Thursday, October 10, 2013

The Impact of Government Shutdown on Federal Labor Agencies

After the Congress failed to fund the federal government in order to prevent a shutdown, most, if not all, of the government agencies simultaneously ceased operations, leaving thousands of federal government employees furloughed.

Recently, the last one that was hit by the shutdown was the agencies monitoring workplace safety and employment discrimination.

The Department of Labor (DOL)

According to a recent report, out of 16,304 employees of the labor department, only 2,954 or 18 percent of its workforce were permitted to work during the shutdown. Meanwhile, the investigation on wage theft allegations stopped, while other claims being processed are delayed.

The Equal Employment Opportunity Commission (EEOC)

Out of 2,164 employees, only 107 or 5 percent of its workforce were allowed to work. Unemployment insurance payments and workers compensation claim processes would keep moving amid the shutdown. However, although the agency continuously accepts workers’ employment discrimination complaints, the same would only be processed when the government funding is restored due to lack of available staffs.
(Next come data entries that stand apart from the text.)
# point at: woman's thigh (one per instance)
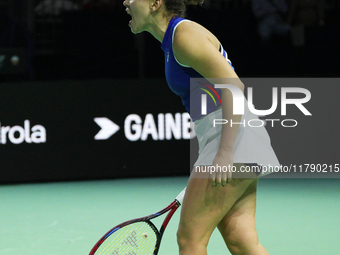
(204, 206)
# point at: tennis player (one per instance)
(212, 199)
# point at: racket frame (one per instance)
(171, 207)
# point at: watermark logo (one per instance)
(204, 98)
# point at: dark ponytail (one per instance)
(179, 7)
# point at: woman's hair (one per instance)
(179, 7)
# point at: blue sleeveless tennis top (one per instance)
(178, 77)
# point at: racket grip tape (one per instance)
(180, 196)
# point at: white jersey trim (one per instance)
(172, 40)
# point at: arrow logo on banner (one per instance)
(108, 128)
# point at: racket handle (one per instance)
(180, 197)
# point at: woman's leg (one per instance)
(238, 226)
(204, 207)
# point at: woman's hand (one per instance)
(223, 164)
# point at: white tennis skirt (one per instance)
(252, 145)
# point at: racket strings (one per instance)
(137, 238)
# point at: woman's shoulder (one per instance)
(191, 32)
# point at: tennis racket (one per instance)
(138, 236)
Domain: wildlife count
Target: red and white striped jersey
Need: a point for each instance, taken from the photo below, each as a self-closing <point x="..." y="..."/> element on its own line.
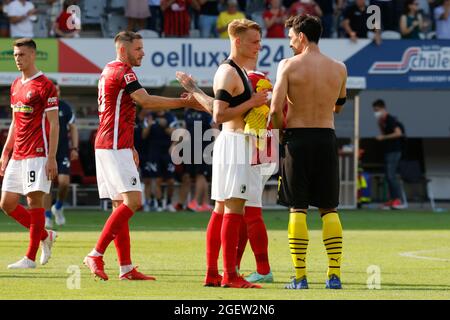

The Occupational Safety and Health Administration (OSHA)

This labor department’s office that performs an important function of monitoring of workplaces, stopped its inspection in cases that don’t involve immediate dangers or death, according to a previous plan released by the labor department itself.

The agency assured that it would keep several staffs available anytime to deal with emergencies involving safety to human life. Also, it claimed that mining inspections scheduled way before the shutdown will continue even during the shutdown since there is greater hazards in that industry.

The Bureau of Labor Statistics (BLS)

The shutdown will likewise delay the next job report of this labor department’s office since only 3 of the 2,409 workers were allowed to remain at work.

“The Congress should have to turn around and see what it has brought to the entire workforce. If the lawmakers would continue to fail in resolving that debt ceiling issues, the shutdown would definitely take longer, eventually resulting to a disaster,” the herein Los Angeles labor lawyer said.